Hope everyone had a rockin' Halloween, I am still recovering!!!!!


----------



## Acid PopTart

*Oh here's the zombies*

I forgot I could only post 5 images..... so here's some zombie pics from when we went out to some club night a few weeks ago. Since Michael (the one holding me) and I were still greatly involved in our labour intensive costumes (he was Jacob Marley), we opted for something a bit easier for us and also allowed us to drink. 

So zombies! You know the basic; latex, toilet paper, some eye shadow, blood, vodka, sangria...... there was a lot o' drinking that night. Miracle I got the make up on my face.


----------



## Dark Angel 27

damn! that was freaking amazing!


----------



## tcass01

Totally Cool!


----------



## Spooky1

The costumes and makeup look wonderful.


----------



## DeathTouch

Holly cow!!!!!!


----------



## Draik41895

Awesome! My sister was Lydia this year, her costume was based off the cartoon one though, and she made me sew up a spiderweb poncho!


----------



## Frighteners Entertainment

Very nice!


----------



## Acid PopTart

Thank you all so much for the kind comments - it was a really fun costume and made extra fun when you have your best mate as your counterpart.



Draik41895 said:


> Awesome! My sister was Lydia this year, her costume was based off the cartoon one though, and she made me sew up a spiderweb poncho!


That sounds awesome! I saw a really great cosplay of the animated Lydia right down to her make up and hair!


----------



## nixie

Love it!


----------



## Acid PopTart

nixie said:


> Love it!


Thanks dear, we just entered it into a little online contest, hopefully we'll win!


----------



## fritz42_male

Good luck. You really put a lot of effort and skill into your work. Wish I was as creative.
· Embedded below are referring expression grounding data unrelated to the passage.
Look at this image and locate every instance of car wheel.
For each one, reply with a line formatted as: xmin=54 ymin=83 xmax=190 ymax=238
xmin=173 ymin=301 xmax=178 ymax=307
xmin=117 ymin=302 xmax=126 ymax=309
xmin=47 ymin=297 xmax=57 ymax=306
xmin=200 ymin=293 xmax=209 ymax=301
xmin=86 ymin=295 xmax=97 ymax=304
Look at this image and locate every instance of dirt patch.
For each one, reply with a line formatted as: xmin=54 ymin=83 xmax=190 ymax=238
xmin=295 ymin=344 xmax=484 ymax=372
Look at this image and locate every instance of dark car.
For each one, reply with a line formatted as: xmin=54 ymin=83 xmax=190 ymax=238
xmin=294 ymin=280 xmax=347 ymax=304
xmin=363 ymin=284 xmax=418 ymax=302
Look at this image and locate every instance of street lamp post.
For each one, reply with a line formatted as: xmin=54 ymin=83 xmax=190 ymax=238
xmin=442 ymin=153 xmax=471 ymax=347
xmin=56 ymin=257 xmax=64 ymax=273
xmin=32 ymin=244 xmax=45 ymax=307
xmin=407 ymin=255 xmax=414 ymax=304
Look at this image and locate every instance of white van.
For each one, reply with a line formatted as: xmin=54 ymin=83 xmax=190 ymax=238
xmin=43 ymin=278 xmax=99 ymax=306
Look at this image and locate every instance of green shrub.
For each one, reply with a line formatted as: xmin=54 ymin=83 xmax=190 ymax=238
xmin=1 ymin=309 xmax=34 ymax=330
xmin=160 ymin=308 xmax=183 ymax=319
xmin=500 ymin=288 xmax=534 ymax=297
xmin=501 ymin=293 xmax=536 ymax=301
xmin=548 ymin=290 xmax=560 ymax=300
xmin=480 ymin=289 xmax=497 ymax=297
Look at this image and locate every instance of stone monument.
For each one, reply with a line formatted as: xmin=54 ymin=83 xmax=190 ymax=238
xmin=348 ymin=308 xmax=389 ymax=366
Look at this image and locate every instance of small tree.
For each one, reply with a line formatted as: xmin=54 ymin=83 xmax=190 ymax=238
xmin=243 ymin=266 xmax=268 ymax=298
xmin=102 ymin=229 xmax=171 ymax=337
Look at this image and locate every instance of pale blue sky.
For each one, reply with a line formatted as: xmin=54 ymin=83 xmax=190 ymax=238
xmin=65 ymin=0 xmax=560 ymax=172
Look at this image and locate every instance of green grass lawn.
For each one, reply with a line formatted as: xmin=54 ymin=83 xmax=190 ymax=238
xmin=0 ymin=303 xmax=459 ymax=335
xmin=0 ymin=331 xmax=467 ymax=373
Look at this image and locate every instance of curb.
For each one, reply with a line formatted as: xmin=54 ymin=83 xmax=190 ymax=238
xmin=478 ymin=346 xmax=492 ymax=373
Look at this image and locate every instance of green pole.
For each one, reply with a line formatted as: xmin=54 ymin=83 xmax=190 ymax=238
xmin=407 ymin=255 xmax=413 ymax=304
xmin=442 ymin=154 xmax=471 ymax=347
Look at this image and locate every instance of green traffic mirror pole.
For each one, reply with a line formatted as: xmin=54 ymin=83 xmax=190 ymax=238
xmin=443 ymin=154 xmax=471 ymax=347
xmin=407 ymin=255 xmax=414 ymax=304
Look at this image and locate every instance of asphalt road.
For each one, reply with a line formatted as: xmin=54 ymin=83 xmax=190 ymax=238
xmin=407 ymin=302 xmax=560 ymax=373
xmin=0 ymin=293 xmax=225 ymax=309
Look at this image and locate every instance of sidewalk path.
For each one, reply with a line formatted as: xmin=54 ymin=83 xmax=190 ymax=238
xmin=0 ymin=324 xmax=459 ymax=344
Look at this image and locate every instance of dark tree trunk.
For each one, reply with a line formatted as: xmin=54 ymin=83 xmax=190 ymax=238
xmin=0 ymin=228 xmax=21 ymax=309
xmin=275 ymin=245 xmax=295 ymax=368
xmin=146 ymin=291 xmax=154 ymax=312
The contacts reaaly do add the finishing touch.


----------



## dubbax3

Nice job on the suit and wig. The makeup is perfect! This is one of costumes I really want to tackle some day. Again, amazing work!


----------



## Pumpkin5

:jol: Acid, as usual, "You Bring It"! Fantastic as Beetlejuice and likewise as a Zombie, but the whole Zombie group is AMAZING! I love the look!


----------



## Acid PopTart

fritz42_male said:


> Good luck. You really put a lot of effort and skill into your work. Wish I was as creative.
> 
> The contacts reaaly do add the finishing touch.


Pffft, I bet you are! We all have our specialities, I suspect my involvement in the theatre, comics, modeling and the goth scene is what has helped hone my costuming ability.

The contacts are very unnerving for a lot of people, so I try to use them a lot! 



dubbax3 said:


> Nice job on the suit and wig. The makeup is perfect! This is one of costumes I really want to tackle some day. Again, amazing work!


Oh thank you! I see the make up being done wrong a lot, and it's not that hard to do with a little time, I think the secret is people forget there's a lot of green in his make up around the scalp and even his mouth, using a few different shades plus some yellow really gives it depth and I think finishes the look! Also some liquid latex and toilet paper gives the right texture. Good luck, I bet you'll look FABULOUS!!!!



Pumpkin5 said:


> :jol: Acid, as usual, "You Bring It"! Fantastic as Beetlejuice and likewise as a Zombie, but the whole Zombie group is AMAZING! I love the look!


Hahaha, well thank you kindly luv!!!! I think a zombie group can be super effective, especially if you're doing it as a sort of theme, like we were a bunch of ******** and I wanted to focus more on the putrid aspect of the zombies versus covering myself with a bunch of blood. Although we did use blood, but hopefully not in super copious amounts.


----------